Erica tails off. She doesn’t need to go any further.

I don’t think I’ve ever been so instantly filled with rage in my life. ‘So, let me get this fucking right,’ I say to Erica in a flat voice. ‘This bastard is willing to destroy the lives of everyone at Actual Life, including mine, because you didn’t want to have sex with him.’

Erica nods. ‘That’s about the size of it.’ She then says something that absolutely makes my heart want to explode. ‘I’m so sorry, Ollie.’

This dumbfounds me. That Erica feels the need to apologise to me for something that the gold-plated arsehole has done is just so, so awful.

I take hold of Erica’s hand and shift in the seat to look her squarely in the eyes. ‘You have nothing to apologise for. Nothing at all.’

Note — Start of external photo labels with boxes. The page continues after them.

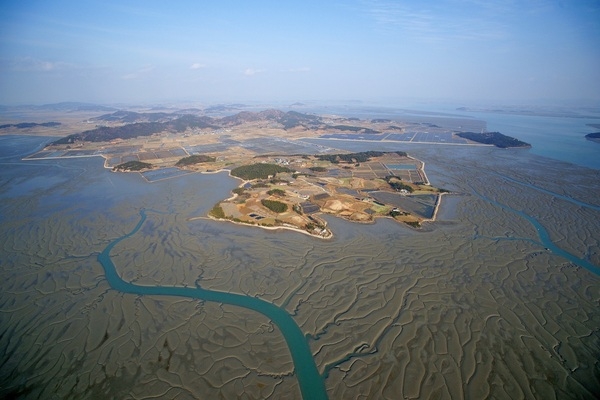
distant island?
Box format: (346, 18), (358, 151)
(456, 132), (531, 149)
(113, 161), (154, 172)
(27, 109), (530, 238)
(585, 132), (600, 143)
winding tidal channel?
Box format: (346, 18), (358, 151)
(98, 209), (327, 400)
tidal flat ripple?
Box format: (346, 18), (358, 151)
(0, 138), (600, 399)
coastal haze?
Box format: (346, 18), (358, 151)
(0, 0), (600, 400)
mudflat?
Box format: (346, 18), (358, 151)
(0, 136), (600, 399)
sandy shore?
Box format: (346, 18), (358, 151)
(0, 146), (600, 399)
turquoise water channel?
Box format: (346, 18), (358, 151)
(98, 209), (327, 400)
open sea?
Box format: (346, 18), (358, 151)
(0, 104), (600, 399)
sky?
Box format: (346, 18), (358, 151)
(0, 0), (600, 105)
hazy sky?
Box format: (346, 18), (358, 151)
(0, 0), (600, 104)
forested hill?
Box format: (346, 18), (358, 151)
(456, 132), (531, 148)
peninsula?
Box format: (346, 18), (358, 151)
(29, 109), (528, 238)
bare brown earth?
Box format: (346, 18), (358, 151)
(0, 109), (600, 399)
(206, 153), (439, 238)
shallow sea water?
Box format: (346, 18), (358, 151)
(0, 137), (600, 399)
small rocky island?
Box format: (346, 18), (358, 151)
(585, 132), (600, 143)
(456, 132), (531, 149)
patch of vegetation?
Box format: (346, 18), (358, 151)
(175, 154), (216, 167)
(260, 199), (287, 213)
(267, 189), (285, 196)
(385, 176), (415, 193)
(456, 132), (531, 149)
(113, 161), (152, 171)
(53, 115), (217, 144)
(231, 164), (293, 180)
(317, 151), (408, 164)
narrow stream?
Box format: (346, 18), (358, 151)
(98, 209), (327, 400)
(471, 186), (600, 275)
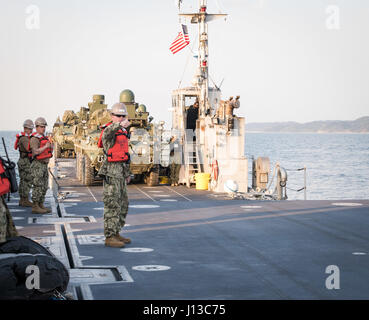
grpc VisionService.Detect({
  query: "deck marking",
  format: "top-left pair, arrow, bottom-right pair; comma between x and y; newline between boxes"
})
132,264 -> 170,271
120,248 -> 154,253
121,206 -> 360,233
332,202 -> 363,207
164,186 -> 192,202
241,206 -> 262,209
134,184 -> 156,202
129,204 -> 160,209
87,187 -> 98,202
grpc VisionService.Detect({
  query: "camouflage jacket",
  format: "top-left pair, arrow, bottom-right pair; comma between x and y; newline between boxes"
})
99,123 -> 131,178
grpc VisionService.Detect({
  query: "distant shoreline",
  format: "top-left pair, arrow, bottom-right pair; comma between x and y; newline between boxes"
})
245,130 -> 369,134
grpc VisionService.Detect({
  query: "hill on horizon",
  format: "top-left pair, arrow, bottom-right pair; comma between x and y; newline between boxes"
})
246,116 -> 369,133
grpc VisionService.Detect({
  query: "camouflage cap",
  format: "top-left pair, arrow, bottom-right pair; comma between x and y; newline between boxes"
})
23,119 -> 35,129
35,117 -> 47,127
111,102 -> 128,116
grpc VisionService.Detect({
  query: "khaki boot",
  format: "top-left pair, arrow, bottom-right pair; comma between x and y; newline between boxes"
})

‘Thank you,’ she replies, squeezing my hand.

I squeeze it back. ‘Let’s go up there and ruin his fucking day, shall we?’ I suggest.

Erica smiles fiercely. That awful apologetic look on her face is thankfully gone. The real Erica is back, and I couldn’t be happier about that.


I’m not happy when we arrive on the twelfth floor of the building and are told by the ForeTech receptionist that I can’t go into the meeting.

‘Why not?’ I snap, giving him the stink eye.

‘The EGM is strictly for board members only,’ he tells me. ‘Mr Montifore was very specific about that.’

‘Yes, he bloody would be,’ Erica says, looking at the smoked-glass double doors in front of us with a grim expression on her face. We can just about see the outlines of several bodies in the boardroom beyond. Most are sitting down, but one is on his feet, gesticulating wildly.

‘But I have to be allowed in,’ I insist, leaning over the desk.

The receptionist – who certainly doesn’t need this kind of grief in his life – sits back in his chair. ‘I will call security if you don’t settle down, sir,’ he tells me, hand straying to the telephone on his desk.